Quando se diz que uma pessoa “saiu de si”, é porque está fora do prumo, descontrolada. Quando você se apaixona, é o que acontece. Você perde o controle, descarrilha. A paixão faz sair de si, provoca um descentramento. Viagem fora do corpo, atrás dos segredos de outra alma, por dentro e por fora de outro corpo.

Você sempre preferiu fugir. Você fugiu do lugar em que “as coisas são sempre as mesmas” – em casa, o lugar de origem, a vizinhança familiar – para criar o seu próprio lugar de imutabilidades. Enquanto permanece só, alimenta a ideia de que a rotina de família não o contém. Mas quando a solidão é quebrada, não tarda a ver a ameaça do lar arquetípico a rondá-lo, prestes a atirá-lo num poço de areia movediça.

Você não frequenta casamentos. As cerimônias, diz, deixam-no claustrofóbico. Qual a claustrofobia das cerimônias, senão aquela do que se impõe como escolha e, estranhamente, como destino do qual não há saída? O sufocamento e a sensação de estar numa prisão, que lhe afastam das cerimônias dos outros, servem de barreira para o caso improvável de sua sedução pelo infortúnio. Por isso você nunca irá se casar – para continuar livre. Não lhe ocorre que podem não ser, todos os elos, correntes.

Seu isolamento é visto como parte de sua força. Você habitaria o silêncio dos fortes, que não largam dúvidas pela estrada, rastros de sentimentos. Você se expressa pouco e mal. Aparenta não ter aprendido a sofrer, como se não tivesse sofrido. Acuado pela novidade, você chega a ser rude.

Você, que se enfurnava no quarto quando criança, preferiu morar longe de casa, perto da multidão – e agora faz parte dela, e isso lhe faz tão bem quanto antes, na infância, fechado em seu mundo, entocado no quarto. Hoje se entoca na rua, na boate, no shopping, no bar e no trabalho, intocado e intocável a qualquer hora.

Então você topa com alguém que olha diretamente pra você, no meio da turba, sem dar pinta de ligar para o disfarce ou o medo. Ela sorri de tudo e se mantém ao seu lado, mesmo quando está ausente. Ela toma seus braços enquanto caminham, finge não vê-lo tropeçando. Ela merece um jardim inteiro de cores floridas a cada sorriso que dá... e ela sorri tanto! E para seu espanto, ela não demonstra o menor esforço. Para ela, acompanhá-lo é natural feito respirar. A coragem que falta em você, nela sobra: a coragem de se entregar.

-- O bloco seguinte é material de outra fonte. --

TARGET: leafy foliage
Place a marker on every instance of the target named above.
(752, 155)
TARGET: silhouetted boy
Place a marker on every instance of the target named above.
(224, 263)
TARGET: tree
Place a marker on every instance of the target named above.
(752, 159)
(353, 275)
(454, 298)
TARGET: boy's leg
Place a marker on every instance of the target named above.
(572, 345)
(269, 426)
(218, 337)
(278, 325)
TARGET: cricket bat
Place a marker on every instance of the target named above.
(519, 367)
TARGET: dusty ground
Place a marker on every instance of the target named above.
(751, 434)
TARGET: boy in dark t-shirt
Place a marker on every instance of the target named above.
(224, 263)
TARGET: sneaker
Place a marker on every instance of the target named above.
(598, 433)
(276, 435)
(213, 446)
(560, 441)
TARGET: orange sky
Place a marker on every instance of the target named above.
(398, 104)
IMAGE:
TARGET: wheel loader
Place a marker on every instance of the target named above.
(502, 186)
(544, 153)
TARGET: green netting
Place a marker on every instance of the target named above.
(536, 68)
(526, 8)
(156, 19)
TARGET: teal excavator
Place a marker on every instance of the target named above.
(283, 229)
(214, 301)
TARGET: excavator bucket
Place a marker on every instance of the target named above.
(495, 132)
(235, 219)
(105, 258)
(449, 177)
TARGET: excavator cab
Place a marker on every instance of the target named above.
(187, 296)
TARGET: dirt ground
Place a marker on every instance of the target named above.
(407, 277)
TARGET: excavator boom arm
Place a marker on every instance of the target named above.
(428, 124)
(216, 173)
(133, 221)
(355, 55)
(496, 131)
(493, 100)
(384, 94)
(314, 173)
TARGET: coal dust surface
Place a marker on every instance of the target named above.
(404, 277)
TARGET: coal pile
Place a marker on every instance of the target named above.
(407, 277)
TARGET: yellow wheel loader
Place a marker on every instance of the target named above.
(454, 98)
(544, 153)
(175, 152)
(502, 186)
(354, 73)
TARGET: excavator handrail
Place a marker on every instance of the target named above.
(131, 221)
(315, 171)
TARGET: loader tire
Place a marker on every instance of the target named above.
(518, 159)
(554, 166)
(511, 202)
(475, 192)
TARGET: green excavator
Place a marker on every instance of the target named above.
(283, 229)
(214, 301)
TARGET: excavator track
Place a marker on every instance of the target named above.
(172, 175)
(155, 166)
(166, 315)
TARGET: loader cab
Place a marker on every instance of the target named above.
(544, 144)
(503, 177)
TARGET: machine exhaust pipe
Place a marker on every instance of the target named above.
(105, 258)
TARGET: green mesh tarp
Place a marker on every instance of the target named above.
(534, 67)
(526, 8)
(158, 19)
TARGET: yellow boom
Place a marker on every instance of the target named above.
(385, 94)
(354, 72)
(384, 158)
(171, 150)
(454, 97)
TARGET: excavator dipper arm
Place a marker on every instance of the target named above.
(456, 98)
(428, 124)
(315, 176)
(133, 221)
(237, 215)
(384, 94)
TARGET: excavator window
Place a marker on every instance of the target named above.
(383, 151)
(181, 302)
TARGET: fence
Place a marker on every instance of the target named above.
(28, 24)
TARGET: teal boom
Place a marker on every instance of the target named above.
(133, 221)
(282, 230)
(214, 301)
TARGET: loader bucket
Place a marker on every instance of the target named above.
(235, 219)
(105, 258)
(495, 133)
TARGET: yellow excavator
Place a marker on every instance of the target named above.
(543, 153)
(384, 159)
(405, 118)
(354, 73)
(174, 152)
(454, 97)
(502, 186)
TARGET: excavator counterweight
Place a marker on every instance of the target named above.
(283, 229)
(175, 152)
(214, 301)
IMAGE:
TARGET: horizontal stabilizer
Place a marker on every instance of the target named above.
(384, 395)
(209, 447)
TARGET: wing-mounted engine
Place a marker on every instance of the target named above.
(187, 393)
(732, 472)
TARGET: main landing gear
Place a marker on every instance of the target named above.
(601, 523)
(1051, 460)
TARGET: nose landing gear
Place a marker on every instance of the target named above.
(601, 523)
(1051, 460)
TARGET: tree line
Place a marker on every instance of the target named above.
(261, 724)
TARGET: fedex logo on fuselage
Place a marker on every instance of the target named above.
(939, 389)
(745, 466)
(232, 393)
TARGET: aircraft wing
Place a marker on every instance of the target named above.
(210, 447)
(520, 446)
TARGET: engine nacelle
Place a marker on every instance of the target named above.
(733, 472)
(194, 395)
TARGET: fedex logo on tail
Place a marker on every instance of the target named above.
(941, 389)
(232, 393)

O problema é que ela não faz nenhum sentido. Ela é dádiva abandonada numa praça vazia – e a praça é você. Ao lado dela, você jamais sentiu-se tão bem. Por que a projeção desse estado antecipa uma duração de dor? Ela é incompreensível dentro do vazio que você montou pra você. A construção de uma vida inteira não ruiria facilmente. Nem com ela. Quando ela recosta em seus ombros, você pensa quase instantaneamente que está errado.

Ainda que tê-la presente fosse presenciar espetáculo incessante de poesia e beleza. Rapidamente ela passara a fazer parte de sua vida. A principal parte, mais importante e urgente do que tudo mais. Ela era o que você temia? Você não tem como saber. Antes de ir além, de prosseguir naquele êxtase inexplicado até o limite, antes mesmo de sequer tentar, você achou que não suportava.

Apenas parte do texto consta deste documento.